I simply loved reading your articles because of their UNBIASED opinions. Somehow, I am not convinced with today's article.....the reasons are listed as follows:

the first article biases against long term investments, something which you preached till yesterday

The chart looks quite true....FMCG being a defensive sector is bound to have lowest but secure returns

Quite obviously, in the phase of recession, US should not be extravagant and spend carelessly, the sole purpose behind T&D is grooming of an employee's mind in the right direction

I wonder if China is gonna stop its policy of pegged exchange rate. However, I admit I am not aware of the HINTS. If possible, kindly mail me the same.
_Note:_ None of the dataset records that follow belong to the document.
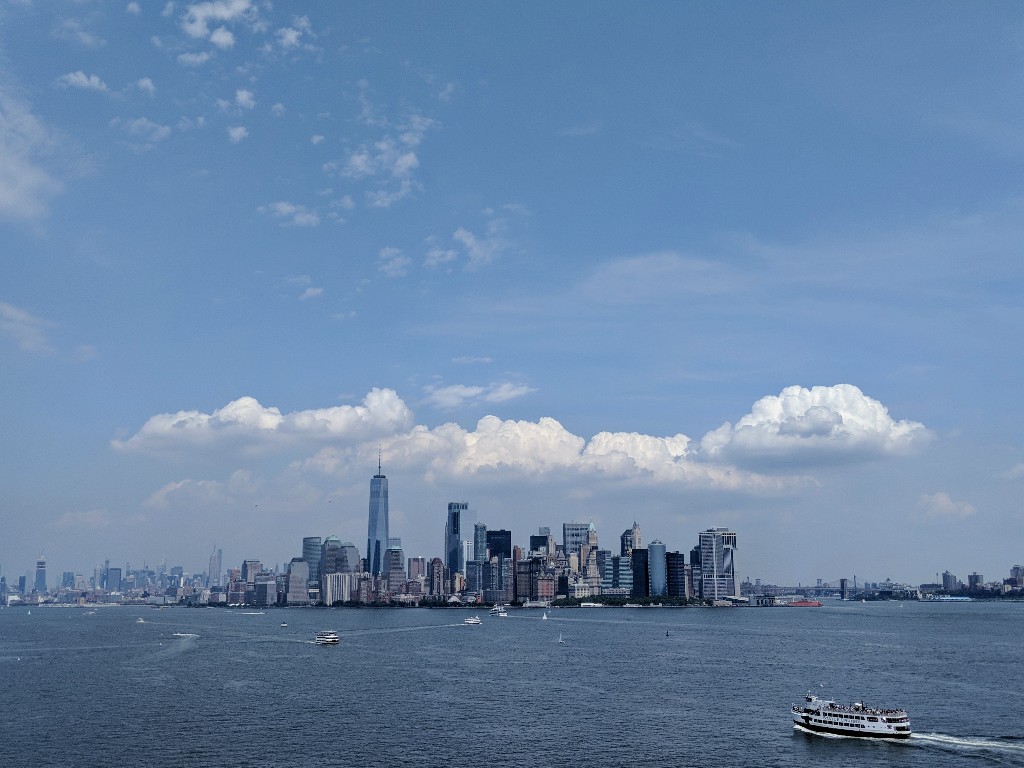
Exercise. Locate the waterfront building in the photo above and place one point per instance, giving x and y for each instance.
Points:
(458, 528)
(311, 549)
(680, 581)
(394, 566)
(657, 569)
(574, 537)
(297, 590)
(630, 540)
(479, 542)
(641, 572)
(40, 585)
(377, 529)
(417, 567)
(718, 564)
I really appreciate today's mantra


Nitin Patel

Mar 9, 2010

The impact of appreciation of chinese currency is not in export markets of USA. It is the impact of higher prices of chinese imports in in the domestic market in USA.


sushant katiyar

Mar 9, 2010

The FIIs appear to be back in business. As per reports, they purchased Indian stocks worth US$ 1.35 bn in the last one week itself. What is more, this is the highest in five months and the best in any week after a Union Budget since 2001. The fiscal consolidation plans outlined by the government wherein it plans to bring down the fiscal deficit from 6.9% of GDP in FY10 to 4.1% by FY13 seem to have boosted FII sentiment. Prolonged weakness in the developed world which is still ailing from recession has also increased the attractiveness of India and thereby its stockmarkets.



Mar 9, 2010

It is quite evident that FIIs are splurging again. They have their own valid reasons for it. But the retail investor here should always bear it in mind that it is very unwise to 'chase and buy' when the market is rising. Timing is of essence both when buying and selling shares.
The good news from the RBI Governor that inflationary trend is expected to moderate and that the RBI will not shy away from using its monetary tools if and when necessary should bring cheer to the common man.